Fate of the false vacuum: towards realization with ultra-cold atoms

TL;DR

This paper proposes a laboratory experiment using ultra-cold spinor Bose gases to simulate quantum decay from a false vacuum, providing insights into early Universe phenomena like bubble nucleation and inflation.

Contribution

It introduces a novel experimental model for simulating false vacuum decay using ultra-cold atoms, bridging quantum field theory and laboratory physics.

Findings

Numerical simulations show spontaneous true vacuum bubble formation.

Realistic parameters enable observable false vacuum decay.
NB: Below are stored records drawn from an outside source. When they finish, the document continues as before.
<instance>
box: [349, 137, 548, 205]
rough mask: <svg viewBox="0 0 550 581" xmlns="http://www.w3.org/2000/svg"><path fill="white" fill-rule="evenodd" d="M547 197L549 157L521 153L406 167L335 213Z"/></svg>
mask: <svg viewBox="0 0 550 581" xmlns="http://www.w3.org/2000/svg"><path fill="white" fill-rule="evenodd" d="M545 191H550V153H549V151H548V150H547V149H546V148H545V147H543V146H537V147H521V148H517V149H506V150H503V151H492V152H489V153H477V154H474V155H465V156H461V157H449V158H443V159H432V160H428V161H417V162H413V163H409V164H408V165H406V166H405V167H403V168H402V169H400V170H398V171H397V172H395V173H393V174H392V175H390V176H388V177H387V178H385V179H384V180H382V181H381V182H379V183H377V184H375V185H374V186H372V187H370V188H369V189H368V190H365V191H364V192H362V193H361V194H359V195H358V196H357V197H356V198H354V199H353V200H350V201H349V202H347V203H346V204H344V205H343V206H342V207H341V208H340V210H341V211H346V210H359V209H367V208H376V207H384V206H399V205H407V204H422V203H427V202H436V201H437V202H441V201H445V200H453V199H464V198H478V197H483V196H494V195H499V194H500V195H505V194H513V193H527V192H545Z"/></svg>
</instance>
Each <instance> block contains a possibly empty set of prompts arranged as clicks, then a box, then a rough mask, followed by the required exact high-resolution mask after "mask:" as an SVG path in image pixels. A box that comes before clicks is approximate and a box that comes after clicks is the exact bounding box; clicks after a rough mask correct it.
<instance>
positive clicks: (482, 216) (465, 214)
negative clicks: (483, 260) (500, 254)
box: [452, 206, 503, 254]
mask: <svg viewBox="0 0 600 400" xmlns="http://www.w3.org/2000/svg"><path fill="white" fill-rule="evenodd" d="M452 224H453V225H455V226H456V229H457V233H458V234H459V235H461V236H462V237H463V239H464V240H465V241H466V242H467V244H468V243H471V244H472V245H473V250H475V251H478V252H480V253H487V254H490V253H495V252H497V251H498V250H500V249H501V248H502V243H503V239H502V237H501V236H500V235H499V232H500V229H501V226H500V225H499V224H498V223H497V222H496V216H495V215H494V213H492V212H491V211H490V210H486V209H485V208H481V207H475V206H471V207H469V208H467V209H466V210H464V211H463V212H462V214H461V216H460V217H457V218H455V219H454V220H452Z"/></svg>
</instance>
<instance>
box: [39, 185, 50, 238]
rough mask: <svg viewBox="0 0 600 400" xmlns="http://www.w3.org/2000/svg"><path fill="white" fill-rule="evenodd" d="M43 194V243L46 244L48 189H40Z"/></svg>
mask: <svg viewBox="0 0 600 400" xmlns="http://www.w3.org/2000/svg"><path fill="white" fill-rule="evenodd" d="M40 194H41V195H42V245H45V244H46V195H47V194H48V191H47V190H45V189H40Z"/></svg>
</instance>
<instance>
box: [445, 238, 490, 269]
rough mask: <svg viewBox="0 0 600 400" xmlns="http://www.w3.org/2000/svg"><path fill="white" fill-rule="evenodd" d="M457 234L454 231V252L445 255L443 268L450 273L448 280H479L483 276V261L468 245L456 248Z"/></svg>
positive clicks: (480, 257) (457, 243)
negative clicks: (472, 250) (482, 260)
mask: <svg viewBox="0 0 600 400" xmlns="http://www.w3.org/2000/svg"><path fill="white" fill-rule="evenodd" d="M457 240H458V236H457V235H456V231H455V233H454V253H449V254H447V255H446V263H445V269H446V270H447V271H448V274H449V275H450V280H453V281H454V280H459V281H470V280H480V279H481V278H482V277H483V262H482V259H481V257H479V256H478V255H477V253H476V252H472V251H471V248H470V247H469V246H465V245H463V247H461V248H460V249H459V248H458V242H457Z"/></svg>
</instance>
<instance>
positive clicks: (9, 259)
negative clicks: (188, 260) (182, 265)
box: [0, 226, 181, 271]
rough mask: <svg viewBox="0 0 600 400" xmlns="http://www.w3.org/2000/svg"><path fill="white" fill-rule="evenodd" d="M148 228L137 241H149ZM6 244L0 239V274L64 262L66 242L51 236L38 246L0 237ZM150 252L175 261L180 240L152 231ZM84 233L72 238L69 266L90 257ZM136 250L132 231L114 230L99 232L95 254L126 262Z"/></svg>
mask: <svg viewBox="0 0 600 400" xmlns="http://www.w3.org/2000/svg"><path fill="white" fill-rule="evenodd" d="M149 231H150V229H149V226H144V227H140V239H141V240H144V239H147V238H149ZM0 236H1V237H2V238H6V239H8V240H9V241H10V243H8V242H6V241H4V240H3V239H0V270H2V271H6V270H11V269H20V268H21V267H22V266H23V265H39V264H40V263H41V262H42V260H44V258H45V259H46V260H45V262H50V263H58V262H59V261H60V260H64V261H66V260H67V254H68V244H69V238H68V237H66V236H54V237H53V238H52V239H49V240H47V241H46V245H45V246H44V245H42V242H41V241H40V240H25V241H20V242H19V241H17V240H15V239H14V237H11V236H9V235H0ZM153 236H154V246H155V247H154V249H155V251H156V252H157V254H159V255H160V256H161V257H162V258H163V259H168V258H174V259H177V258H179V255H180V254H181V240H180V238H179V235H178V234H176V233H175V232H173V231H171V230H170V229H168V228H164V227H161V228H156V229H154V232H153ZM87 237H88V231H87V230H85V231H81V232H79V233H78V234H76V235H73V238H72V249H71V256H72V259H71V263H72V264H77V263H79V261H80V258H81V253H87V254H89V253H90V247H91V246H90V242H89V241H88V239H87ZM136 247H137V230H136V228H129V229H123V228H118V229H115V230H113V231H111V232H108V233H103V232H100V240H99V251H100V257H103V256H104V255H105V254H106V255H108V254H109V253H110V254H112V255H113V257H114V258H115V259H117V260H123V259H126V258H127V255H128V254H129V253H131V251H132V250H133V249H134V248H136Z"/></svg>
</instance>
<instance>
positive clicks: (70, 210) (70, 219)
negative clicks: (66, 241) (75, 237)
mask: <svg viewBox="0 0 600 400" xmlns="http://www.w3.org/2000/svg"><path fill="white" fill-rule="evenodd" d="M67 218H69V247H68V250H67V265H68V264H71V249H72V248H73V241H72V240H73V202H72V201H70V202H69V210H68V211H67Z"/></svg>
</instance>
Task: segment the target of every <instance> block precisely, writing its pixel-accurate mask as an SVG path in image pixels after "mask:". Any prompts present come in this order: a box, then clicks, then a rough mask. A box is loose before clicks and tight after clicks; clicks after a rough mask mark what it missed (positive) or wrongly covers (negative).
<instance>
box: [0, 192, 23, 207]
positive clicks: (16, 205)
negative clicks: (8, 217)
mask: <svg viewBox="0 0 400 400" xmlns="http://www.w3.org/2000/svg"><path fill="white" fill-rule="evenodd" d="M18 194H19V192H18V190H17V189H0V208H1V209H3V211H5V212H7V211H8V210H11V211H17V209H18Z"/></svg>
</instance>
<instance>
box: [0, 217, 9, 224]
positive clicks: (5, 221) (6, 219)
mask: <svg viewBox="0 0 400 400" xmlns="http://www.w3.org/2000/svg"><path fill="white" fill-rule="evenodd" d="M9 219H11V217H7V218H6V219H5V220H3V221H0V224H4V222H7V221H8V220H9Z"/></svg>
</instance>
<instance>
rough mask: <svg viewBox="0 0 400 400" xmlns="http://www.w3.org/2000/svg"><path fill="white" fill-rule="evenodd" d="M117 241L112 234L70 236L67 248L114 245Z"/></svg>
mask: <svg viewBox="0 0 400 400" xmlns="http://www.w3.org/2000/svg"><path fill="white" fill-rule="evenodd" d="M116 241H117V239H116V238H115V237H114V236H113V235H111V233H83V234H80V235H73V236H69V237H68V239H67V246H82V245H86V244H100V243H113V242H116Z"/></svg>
The model offers a controllable platform for studying early Universe processes.

Abstract

Quantum decay of a relativistic scalar field from a false vacuum is a fundamental idea in quantum field theory. It is relevant to models of the early Universe, where the nucleation of bubbles gives rise to an inflationary universe and the creation of matter. Here we propose a laboratory test using an experimental model of an ultra-cold spinor Bose gas. A false vacuum for the relative phase of two spin components, serving as the unstable scalar field, is generated by means of a modulated radio-frequency coupling of the spin components. Numerical simulations demonstrate the spontaneous formation of true vacuum bubbles with realistic parameters and time-scales.